The last session was a practical test at the Oleai Sports Complex Field with Caslib asking participants to perform drills and grading them. Around 20 teachers/coaches attended the practical session and the last day of the course concluded with the awarding of certificates at the Northern Mariana Islands Football Association office at the TSL Plaza in Garapan.

Caslib, a veteran national coach from the Philippines, started the eight-day course with a discussion about the roles of coaches. He emphasized the need for coaches to have a planned and systematic program designed to prepare an individual/team for improved and competitive performances.

The more than 20 participants then went to the Oleai field later in the afternoon for the first practical session of the course.

Caslib enumerated the importance of warming and cooling down before the game/training, during half time, before substitution, and after the game/training in the first practical sessions.

Warming up and cooling down are necessary to elevate body temperature, increase muscle temperature to improve performance, reduce muscle tightness, decrease risk of injury, rehearse game skills, raise arousal level, and familiarize with the environment.

Part of warming up drills is stretching which begins from general to specific muscle groups, from static to dynamic, and systemic. These drills will help prepare both the body and the mind for a training/match.

Caslib’s course handout encouraged coaches to let their players warm up between 20 and 25 minutes to increase readiness and prevent fatigue.

The next five days of the practical sessions of the course involved the basics of the sport, such as dribbling, ball feeling and control, passing, shooting, defending, attacking, and goal keeping.

Participants were also taught about movements, from simple—like normal runs—to complex, which include agility runs, turning, jogging, and sprinting with or without a ball.

Club and school players were at the Oleai field to help participants in understanding the following drills/techniques.

While the practical sessions were held late afternoon at the Olea field, participants had after-school theoretical sessions at the NMIFA office.

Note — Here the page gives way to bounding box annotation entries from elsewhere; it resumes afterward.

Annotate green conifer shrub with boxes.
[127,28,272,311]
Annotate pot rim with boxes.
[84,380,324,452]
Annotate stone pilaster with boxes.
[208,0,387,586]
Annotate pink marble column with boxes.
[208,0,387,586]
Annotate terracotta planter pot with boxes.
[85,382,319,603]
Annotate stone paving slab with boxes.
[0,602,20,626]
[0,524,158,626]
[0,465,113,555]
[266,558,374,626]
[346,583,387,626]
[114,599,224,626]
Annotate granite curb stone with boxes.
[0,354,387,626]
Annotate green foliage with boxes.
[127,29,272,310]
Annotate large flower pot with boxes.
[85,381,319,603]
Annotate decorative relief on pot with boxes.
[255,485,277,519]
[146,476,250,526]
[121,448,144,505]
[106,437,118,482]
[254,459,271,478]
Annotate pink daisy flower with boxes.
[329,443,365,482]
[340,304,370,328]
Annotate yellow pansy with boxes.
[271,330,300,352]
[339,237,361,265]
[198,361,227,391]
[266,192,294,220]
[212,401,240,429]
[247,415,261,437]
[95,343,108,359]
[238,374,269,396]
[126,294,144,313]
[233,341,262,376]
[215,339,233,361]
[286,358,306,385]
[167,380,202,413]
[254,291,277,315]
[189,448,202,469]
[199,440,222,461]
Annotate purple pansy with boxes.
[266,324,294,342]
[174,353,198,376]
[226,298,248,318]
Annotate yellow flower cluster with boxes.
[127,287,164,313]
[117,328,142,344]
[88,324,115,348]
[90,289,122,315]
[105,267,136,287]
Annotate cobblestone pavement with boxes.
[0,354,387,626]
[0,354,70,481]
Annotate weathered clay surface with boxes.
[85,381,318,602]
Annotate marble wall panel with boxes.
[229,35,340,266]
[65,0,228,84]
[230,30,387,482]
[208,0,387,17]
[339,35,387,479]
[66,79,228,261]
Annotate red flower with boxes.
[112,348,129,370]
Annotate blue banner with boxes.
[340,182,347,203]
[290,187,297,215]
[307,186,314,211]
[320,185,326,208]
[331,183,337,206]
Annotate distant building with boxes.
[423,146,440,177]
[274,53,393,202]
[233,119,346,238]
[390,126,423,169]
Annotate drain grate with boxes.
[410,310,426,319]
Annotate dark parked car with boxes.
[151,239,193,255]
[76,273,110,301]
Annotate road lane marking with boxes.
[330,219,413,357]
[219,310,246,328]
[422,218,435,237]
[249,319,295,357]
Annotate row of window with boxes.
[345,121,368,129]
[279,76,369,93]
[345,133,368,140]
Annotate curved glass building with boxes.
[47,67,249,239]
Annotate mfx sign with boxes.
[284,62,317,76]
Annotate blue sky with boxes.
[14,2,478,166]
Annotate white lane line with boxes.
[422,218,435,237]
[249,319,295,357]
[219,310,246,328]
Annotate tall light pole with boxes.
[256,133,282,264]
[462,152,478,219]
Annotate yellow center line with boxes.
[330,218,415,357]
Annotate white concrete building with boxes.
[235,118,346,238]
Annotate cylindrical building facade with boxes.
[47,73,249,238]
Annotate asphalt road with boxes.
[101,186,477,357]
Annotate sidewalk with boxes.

After the course introduction on the first day of the seminar, Caslib discussed how to plan a coaching session, coaching method and learning process, age group training, and nutrition and hydration in the next days.

One day before the course concluded, participants and Caslib discussed the laws of the game.

The practical test on the final day had participants reviewing what they were taught in the first seven days and applying them in the game, as coaches/teacher performed the drills by themselves.

Caslib in an earlier interview with the Saipan Tribune said he is hoping that coaches who were taught the proper way of training players will share their knowledge to individuals interested to coach a team/club.

“It is through knowledgeable coaches that we will be able to teach players sound fundamentals of the game, and eventually develop highly competitive ones, particularly from the youth teams,” Caslib said.